10. Downtown is not only one of the fastest-growing residential neighborhood in the region, but also the jobs center of Seattle. If you are elected to serve on the City Council, how would you go about balancing the needs of your district with the City has a whole? What are the top issues facing your district and how do you see them intersecting with the issues at play in downtown?
« previous / all
The top issues facing my district are public safety (violent crime, property crime, well maintained infrastructure, pedestrian and cyclist safety), housing affordability, displacement of families and businesses, and the impacts of homelessness. I’ve also heard throughout the District that City Council is not hearing their concerns or addressing their needs. These issues are no different than any other neighborhood in this city, so as City Council, we need to be accessible and responsive.
One thing I want to work towards, and what I’m already exploring, is partnering with our vibrant tech sector and building trades to create apprenticeships and internships for youth and adults in the community so they can take advantage of the jobs this booming economy has to offer. I want to grow the talent needed downtown in District 2 and I want to partner with downtown to make that happen.
Small businesses feeling the pressure of gentrification and displacement, especially minority owned, black and brown, immigrant and refugee and limited English proficient businesses. Issues of affordability, access to public transportation, equal access to resources and the ability to thrive in place are the biggest hurdles for our district. As the region continues to thrive economically – we are quickly becoming unaffordable to many who have called Seattle home prior to our region’s boom. I worry that Seattle is/has become a playground for the wealthy only.

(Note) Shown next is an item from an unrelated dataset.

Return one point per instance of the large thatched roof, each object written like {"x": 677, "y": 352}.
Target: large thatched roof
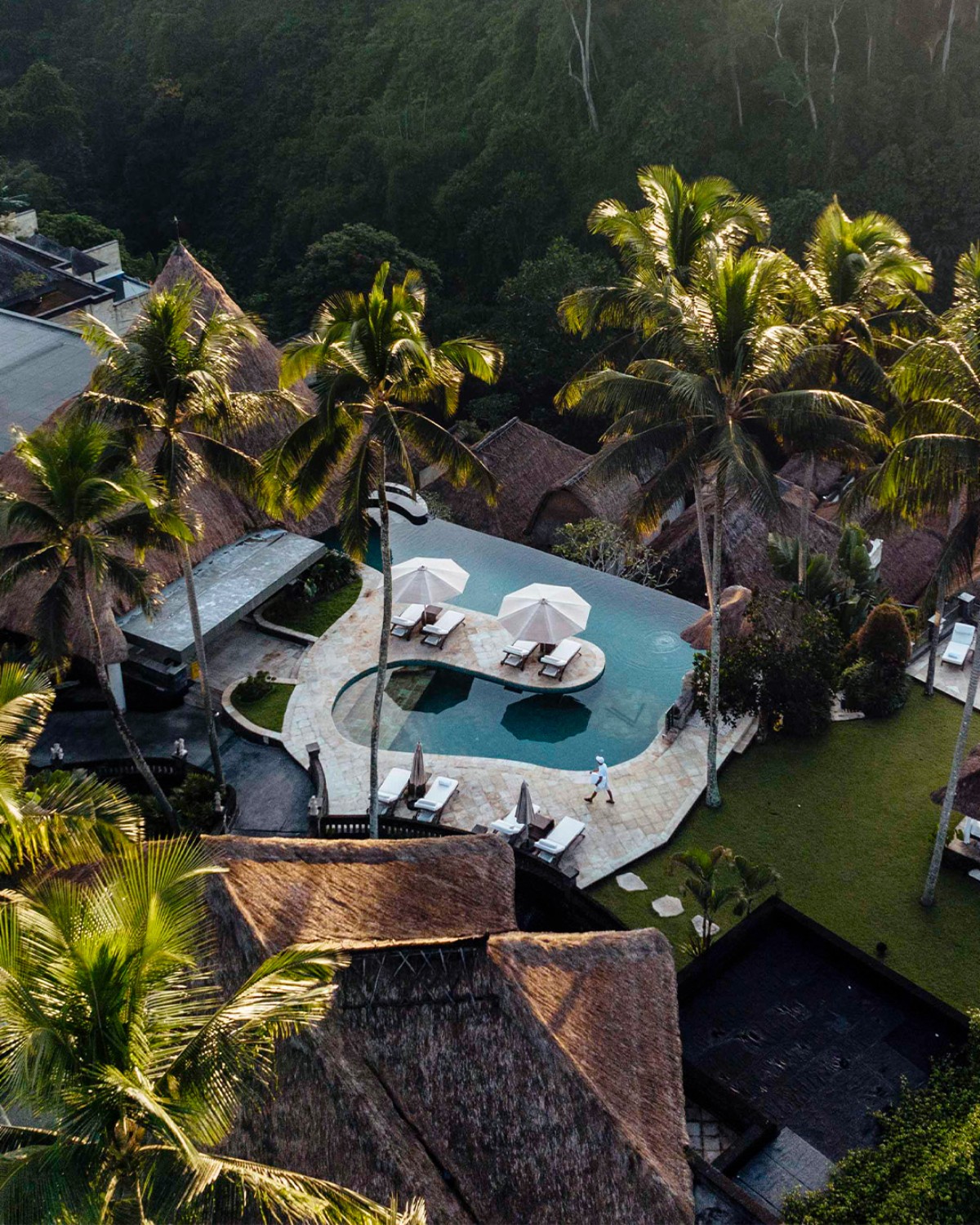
{"x": 524, "y": 460}
{"x": 501, "y": 1076}
{"x": 223, "y": 516}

We must look at ways for all people to thrive in this very wealthy city and recognize that when we do so, we create a business environment that is rich, healthy and stable – only perpetuating the potential for continued growth.
Crime and housing shortages are big problems in my district. It feels like Rainier Beach, Columbia City Georgetown and SoDo are often neglected compared to Downtown or Northgate. We need a infusion of economic growth in our areas that incorporates the people living here, not displaces them. Keeping that in mind, we are a united city and we need to ensure that every aspect works for the people here and the tourists that come.
Business friendly environment. I live and own businesses in district 2. I am on the ground living with the crime affecting business our shops. We just want to make a living in a safe and secure city and I believe we can make that happen.
Finally, we need to address our traffic. We need parking lots at the light rail so people can leave their cars and commute. We need to build housing units where we build the light rail stops and we need more, quality bus routes and stops.
I believe the top issues facing not just District 2, but Seattle as a whole are access to housing, homelessness, and transportation. I truly believe that solving these issues is going to require all hands on deck, and we have to recognize that what happens in one part of the city can have unintended consequences in another.
In terms of transportation, a large number of Light Rail stations are located here and it is imperative that we have safe and reliable transportation. Many of the people who ride the light rail get off somewhere downtown, and as such it is beneficial for all the businesses downtown that employees and customers who use public transportation are able to reach them.
My top priorities for the district in regard to transportation are expand bus ridership, relieve road congestion and boost the economic activity in the urban villages and transit stops, and to prioritize the Vision Zero plan to keep casualties down. Phase 2 has been delayed since 2017 and is expected not to resume until later this year or 2020. To me, this is unacceptable. A safer Rainier Ave will not only be good for those that live here, but it will also be good for business and those who commute. As the project is continued from S. Kenny Street to Henderson, it will also make it safer for the storefront businesses that are aligned along the corridor. The corridor is a major connection to downtown Seattle, and I plan to fight for a Rainier that one day may be safe enough for those that travel by bike to work in the downtown area to be able to use the shortest route from the south-end.
In regards to homelessness, many of our service providers are located in the downtown area, which has centralized services. Seattle has less than ⅓ of the county’s population and almost ¾ of the county’s homeless population. We cannot continue to try and solve homelessness on our own, and it is going to require a true regional solution in order to accomplish this. This means using any and all methods at our disposal to bring neighboring cities to the table and get to work fixing this problem.